# Here it is...



## Jadecy (Dec 29, 2007)

I've added a few items and rearranged a little since these pictures were taken. I bought an industrial 80 gallon horizontal air compressor.

My favorite addition is a DRO on my bridgeport. Best tool I've bought in a while. It is a DROPROS Easson kit with glass scales.

Doug


----------



## wareagle (Dec 29, 2007)

Nothing wrong with that! Not a bad set up at all. It reminds me of growing up; my dad and I built and raced drag cars as i was growing up. We did it all out of a two car garage. Things were sometimes tight, but those are fond memories!

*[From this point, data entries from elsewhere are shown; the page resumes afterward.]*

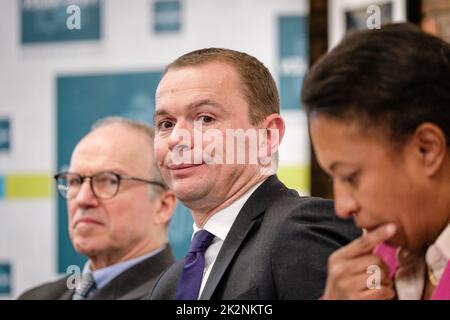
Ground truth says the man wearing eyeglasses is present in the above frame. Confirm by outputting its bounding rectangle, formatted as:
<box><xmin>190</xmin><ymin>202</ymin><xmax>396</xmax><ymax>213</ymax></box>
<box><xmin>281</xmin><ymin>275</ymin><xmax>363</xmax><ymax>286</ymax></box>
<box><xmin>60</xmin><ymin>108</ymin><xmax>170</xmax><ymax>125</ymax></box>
<box><xmin>19</xmin><ymin>118</ymin><xmax>176</xmax><ymax>300</ymax></box>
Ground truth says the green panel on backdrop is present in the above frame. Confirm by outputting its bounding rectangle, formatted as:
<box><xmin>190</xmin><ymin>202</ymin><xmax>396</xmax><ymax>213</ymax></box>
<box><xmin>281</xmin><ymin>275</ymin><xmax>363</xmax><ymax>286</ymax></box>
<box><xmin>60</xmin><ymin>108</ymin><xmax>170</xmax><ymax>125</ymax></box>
<box><xmin>57</xmin><ymin>72</ymin><xmax>192</xmax><ymax>273</ymax></box>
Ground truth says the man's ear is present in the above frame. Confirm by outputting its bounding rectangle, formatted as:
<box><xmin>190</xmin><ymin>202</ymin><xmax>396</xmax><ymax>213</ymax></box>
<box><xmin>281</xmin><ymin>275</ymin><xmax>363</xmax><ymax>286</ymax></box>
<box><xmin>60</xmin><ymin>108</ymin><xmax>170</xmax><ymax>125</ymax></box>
<box><xmin>411</xmin><ymin>122</ymin><xmax>447</xmax><ymax>177</ymax></box>
<box><xmin>154</xmin><ymin>190</ymin><xmax>177</xmax><ymax>224</ymax></box>
<box><xmin>259</xmin><ymin>113</ymin><xmax>285</xmax><ymax>157</ymax></box>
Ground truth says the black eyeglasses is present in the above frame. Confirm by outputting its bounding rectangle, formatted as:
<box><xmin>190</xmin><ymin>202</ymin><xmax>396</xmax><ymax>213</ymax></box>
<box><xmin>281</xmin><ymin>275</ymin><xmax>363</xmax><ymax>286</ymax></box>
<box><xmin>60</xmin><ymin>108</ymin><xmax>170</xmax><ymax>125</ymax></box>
<box><xmin>55</xmin><ymin>171</ymin><xmax>166</xmax><ymax>200</ymax></box>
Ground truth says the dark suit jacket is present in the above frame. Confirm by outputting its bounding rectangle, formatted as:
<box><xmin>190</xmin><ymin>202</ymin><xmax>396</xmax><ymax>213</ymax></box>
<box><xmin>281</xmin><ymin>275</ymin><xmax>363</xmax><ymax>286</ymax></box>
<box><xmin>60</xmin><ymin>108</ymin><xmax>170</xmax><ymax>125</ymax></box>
<box><xmin>150</xmin><ymin>176</ymin><xmax>361</xmax><ymax>300</ymax></box>
<box><xmin>18</xmin><ymin>246</ymin><xmax>175</xmax><ymax>300</ymax></box>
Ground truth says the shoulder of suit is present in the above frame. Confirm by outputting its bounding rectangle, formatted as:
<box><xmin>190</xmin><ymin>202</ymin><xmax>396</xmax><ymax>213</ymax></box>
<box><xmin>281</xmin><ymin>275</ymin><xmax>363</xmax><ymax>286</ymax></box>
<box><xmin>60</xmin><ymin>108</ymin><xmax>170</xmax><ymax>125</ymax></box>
<box><xmin>17</xmin><ymin>276</ymin><xmax>69</xmax><ymax>300</ymax></box>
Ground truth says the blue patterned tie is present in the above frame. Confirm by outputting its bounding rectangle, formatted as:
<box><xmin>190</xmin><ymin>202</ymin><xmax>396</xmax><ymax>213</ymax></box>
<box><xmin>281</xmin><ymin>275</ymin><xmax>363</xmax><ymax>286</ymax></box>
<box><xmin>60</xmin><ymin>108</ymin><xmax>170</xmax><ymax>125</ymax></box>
<box><xmin>176</xmin><ymin>230</ymin><xmax>214</xmax><ymax>300</ymax></box>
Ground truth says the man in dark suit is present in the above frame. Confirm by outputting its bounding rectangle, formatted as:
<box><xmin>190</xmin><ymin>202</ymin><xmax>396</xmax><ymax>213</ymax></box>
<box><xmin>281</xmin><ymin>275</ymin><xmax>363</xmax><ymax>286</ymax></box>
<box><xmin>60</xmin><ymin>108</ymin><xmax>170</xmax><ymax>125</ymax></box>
<box><xmin>19</xmin><ymin>118</ymin><xmax>176</xmax><ymax>300</ymax></box>
<box><xmin>151</xmin><ymin>48</ymin><xmax>360</xmax><ymax>299</ymax></box>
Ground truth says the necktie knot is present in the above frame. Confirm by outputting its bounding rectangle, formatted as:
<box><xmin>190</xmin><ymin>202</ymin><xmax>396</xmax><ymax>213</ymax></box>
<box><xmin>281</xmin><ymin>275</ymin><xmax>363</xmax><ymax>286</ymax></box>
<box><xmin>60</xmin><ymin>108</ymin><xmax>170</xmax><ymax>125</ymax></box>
<box><xmin>72</xmin><ymin>272</ymin><xmax>96</xmax><ymax>300</ymax></box>
<box><xmin>188</xmin><ymin>230</ymin><xmax>214</xmax><ymax>253</ymax></box>
<box><xmin>176</xmin><ymin>230</ymin><xmax>214</xmax><ymax>300</ymax></box>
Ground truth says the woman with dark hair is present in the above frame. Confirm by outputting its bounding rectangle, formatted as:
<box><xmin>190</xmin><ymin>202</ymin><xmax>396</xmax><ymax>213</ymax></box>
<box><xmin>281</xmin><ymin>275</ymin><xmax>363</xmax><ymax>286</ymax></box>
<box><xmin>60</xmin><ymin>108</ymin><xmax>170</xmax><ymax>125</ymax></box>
<box><xmin>302</xmin><ymin>24</ymin><xmax>450</xmax><ymax>299</ymax></box>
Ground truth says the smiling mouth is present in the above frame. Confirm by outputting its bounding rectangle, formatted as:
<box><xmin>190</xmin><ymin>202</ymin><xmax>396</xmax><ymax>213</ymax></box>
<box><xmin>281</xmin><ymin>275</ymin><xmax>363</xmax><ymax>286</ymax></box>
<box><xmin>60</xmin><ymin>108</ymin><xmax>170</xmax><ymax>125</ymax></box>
<box><xmin>73</xmin><ymin>218</ymin><xmax>103</xmax><ymax>228</ymax></box>
<box><xmin>168</xmin><ymin>163</ymin><xmax>204</xmax><ymax>170</ymax></box>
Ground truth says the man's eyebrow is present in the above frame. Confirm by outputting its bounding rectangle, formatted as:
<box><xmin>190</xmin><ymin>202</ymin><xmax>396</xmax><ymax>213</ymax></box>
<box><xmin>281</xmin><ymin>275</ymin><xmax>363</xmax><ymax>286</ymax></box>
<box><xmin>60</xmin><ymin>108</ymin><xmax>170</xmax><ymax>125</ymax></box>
<box><xmin>330</xmin><ymin>162</ymin><xmax>342</xmax><ymax>172</ymax></box>
<box><xmin>187</xmin><ymin>99</ymin><xmax>227</xmax><ymax>112</ymax></box>
<box><xmin>153</xmin><ymin>99</ymin><xmax>228</xmax><ymax>119</ymax></box>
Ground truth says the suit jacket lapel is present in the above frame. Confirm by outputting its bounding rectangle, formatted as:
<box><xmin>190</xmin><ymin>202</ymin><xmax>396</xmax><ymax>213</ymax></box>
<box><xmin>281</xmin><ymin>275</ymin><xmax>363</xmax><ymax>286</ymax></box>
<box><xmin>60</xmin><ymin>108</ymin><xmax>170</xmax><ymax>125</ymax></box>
<box><xmin>90</xmin><ymin>245</ymin><xmax>174</xmax><ymax>300</ymax></box>
<box><xmin>200</xmin><ymin>176</ymin><xmax>281</xmax><ymax>300</ymax></box>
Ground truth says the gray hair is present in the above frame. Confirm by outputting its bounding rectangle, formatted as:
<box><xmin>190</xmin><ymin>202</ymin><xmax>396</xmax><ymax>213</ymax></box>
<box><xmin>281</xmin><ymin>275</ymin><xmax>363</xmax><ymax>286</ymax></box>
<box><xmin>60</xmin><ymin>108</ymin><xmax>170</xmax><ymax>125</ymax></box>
<box><xmin>91</xmin><ymin>116</ymin><xmax>169</xmax><ymax>189</ymax></box>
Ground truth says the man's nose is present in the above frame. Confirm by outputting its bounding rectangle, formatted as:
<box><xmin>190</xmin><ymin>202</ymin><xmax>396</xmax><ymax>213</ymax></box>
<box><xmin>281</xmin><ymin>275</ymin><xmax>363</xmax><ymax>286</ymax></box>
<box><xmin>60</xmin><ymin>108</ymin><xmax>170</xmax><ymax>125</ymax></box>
<box><xmin>73</xmin><ymin>180</ymin><xmax>99</xmax><ymax>208</ymax></box>
<box><xmin>168</xmin><ymin>120</ymin><xmax>194</xmax><ymax>151</ymax></box>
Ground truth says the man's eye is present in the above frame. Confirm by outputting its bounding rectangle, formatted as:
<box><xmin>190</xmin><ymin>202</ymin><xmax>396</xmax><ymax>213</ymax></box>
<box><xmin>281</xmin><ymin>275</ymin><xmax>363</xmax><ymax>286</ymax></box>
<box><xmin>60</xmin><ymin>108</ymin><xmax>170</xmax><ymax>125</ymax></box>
<box><xmin>67</xmin><ymin>178</ymin><xmax>81</xmax><ymax>186</ymax></box>
<box><xmin>342</xmin><ymin>172</ymin><xmax>359</xmax><ymax>186</ymax></box>
<box><xmin>158</xmin><ymin>120</ymin><xmax>173</xmax><ymax>130</ymax></box>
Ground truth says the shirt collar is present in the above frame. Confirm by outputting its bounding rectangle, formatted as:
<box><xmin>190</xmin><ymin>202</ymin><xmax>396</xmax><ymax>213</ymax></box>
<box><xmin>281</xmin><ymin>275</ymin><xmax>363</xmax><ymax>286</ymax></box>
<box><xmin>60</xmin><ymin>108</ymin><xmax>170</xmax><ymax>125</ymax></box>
<box><xmin>83</xmin><ymin>246</ymin><xmax>165</xmax><ymax>290</ymax></box>
<box><xmin>425</xmin><ymin>224</ymin><xmax>450</xmax><ymax>279</ymax></box>
<box><xmin>192</xmin><ymin>180</ymin><xmax>265</xmax><ymax>241</ymax></box>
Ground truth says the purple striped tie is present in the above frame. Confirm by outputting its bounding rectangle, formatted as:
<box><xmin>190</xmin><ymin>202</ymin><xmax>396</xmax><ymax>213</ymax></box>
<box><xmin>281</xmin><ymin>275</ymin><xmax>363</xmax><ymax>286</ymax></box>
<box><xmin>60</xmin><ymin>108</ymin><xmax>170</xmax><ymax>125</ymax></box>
<box><xmin>176</xmin><ymin>230</ymin><xmax>214</xmax><ymax>300</ymax></box>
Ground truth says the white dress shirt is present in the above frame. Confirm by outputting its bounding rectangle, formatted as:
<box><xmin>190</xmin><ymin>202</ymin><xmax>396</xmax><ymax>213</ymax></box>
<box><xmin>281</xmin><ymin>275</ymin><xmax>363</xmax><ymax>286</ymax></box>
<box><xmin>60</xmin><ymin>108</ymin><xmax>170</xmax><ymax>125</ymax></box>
<box><xmin>192</xmin><ymin>181</ymin><xmax>264</xmax><ymax>297</ymax></box>
<box><xmin>395</xmin><ymin>225</ymin><xmax>450</xmax><ymax>300</ymax></box>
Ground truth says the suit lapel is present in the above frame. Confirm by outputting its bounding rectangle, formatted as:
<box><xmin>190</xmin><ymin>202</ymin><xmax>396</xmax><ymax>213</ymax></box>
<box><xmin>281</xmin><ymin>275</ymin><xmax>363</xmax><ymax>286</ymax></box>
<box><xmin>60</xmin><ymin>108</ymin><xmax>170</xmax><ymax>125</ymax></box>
<box><xmin>200</xmin><ymin>176</ymin><xmax>282</xmax><ymax>300</ymax></box>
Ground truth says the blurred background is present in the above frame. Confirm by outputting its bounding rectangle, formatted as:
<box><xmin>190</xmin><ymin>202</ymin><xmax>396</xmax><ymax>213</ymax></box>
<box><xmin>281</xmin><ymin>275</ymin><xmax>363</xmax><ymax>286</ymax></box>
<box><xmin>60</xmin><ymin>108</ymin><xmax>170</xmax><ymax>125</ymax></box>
<box><xmin>0</xmin><ymin>0</ymin><xmax>444</xmax><ymax>299</ymax></box>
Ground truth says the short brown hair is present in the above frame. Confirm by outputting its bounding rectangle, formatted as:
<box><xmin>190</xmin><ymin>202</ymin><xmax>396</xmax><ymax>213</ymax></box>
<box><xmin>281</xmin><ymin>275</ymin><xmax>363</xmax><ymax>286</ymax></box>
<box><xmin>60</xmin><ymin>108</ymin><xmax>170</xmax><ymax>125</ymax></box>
<box><xmin>164</xmin><ymin>48</ymin><xmax>280</xmax><ymax>125</ymax></box>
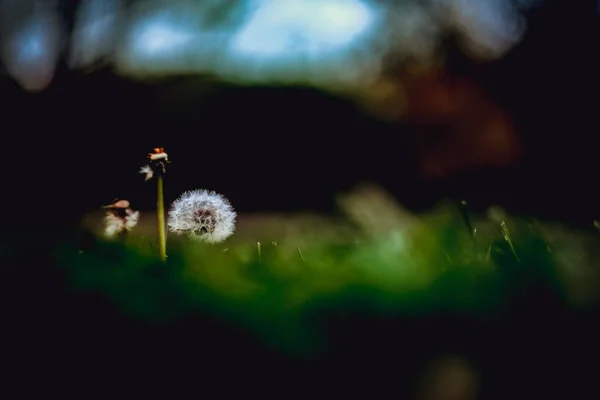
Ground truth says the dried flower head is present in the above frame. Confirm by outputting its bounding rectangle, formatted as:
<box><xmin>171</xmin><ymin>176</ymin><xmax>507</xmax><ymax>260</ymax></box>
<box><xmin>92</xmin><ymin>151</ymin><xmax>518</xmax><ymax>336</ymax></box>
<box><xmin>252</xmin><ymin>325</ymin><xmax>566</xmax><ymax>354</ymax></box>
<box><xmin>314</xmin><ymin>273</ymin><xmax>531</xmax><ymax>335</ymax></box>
<box><xmin>140</xmin><ymin>147</ymin><xmax>171</xmax><ymax>181</ymax></box>
<box><xmin>103</xmin><ymin>200</ymin><xmax>140</xmax><ymax>237</ymax></box>
<box><xmin>167</xmin><ymin>189</ymin><xmax>237</xmax><ymax>243</ymax></box>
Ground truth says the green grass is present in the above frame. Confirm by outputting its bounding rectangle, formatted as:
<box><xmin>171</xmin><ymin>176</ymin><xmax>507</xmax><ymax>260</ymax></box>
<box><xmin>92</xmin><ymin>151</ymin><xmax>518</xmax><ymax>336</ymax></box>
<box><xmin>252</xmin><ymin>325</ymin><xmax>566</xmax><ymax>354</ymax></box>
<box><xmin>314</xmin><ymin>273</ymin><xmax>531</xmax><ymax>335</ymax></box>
<box><xmin>55</xmin><ymin>203</ymin><xmax>580</xmax><ymax>355</ymax></box>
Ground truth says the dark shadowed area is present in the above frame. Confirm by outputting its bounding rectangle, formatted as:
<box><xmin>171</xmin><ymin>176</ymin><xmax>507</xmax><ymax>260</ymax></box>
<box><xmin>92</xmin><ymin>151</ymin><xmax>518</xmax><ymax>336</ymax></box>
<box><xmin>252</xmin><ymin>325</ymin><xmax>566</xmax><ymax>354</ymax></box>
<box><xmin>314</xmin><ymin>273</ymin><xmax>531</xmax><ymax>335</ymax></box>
<box><xmin>0</xmin><ymin>0</ymin><xmax>600</xmax><ymax>400</ymax></box>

A little side note, I see there is an all-terrain tri-cycle in there. My son has one, and the little guy can flat go on that thing! My wife thought that I was crazy when I brought it home, but he took to it and hasn't slowed down yet. I got it for him because it just looked cool!


----------



## rake60 (Dec 29, 2007)

What I wouldn't give for a shop I could stand upright in! LOL

Nice play room!

Rick


----------



## 1Kenny (Dec 29, 2007)

Thanks for showing your shop, Doug.

Its always nice to get to see everyones set-up.

Kenny


----------



## Jadecy (Dec 29, 2007)

Wareagle,

My son loved that tricycle when he was younger. He still goofs off with it from time to time (he's 10 now). My daughter goes all over the yard with it (she is 6 now). She'll be racing a kid kart next year at the local track (MSOKC Circleville, Ohio). It's funny how a cheap tricycle from HF can be the favorite toy!


----------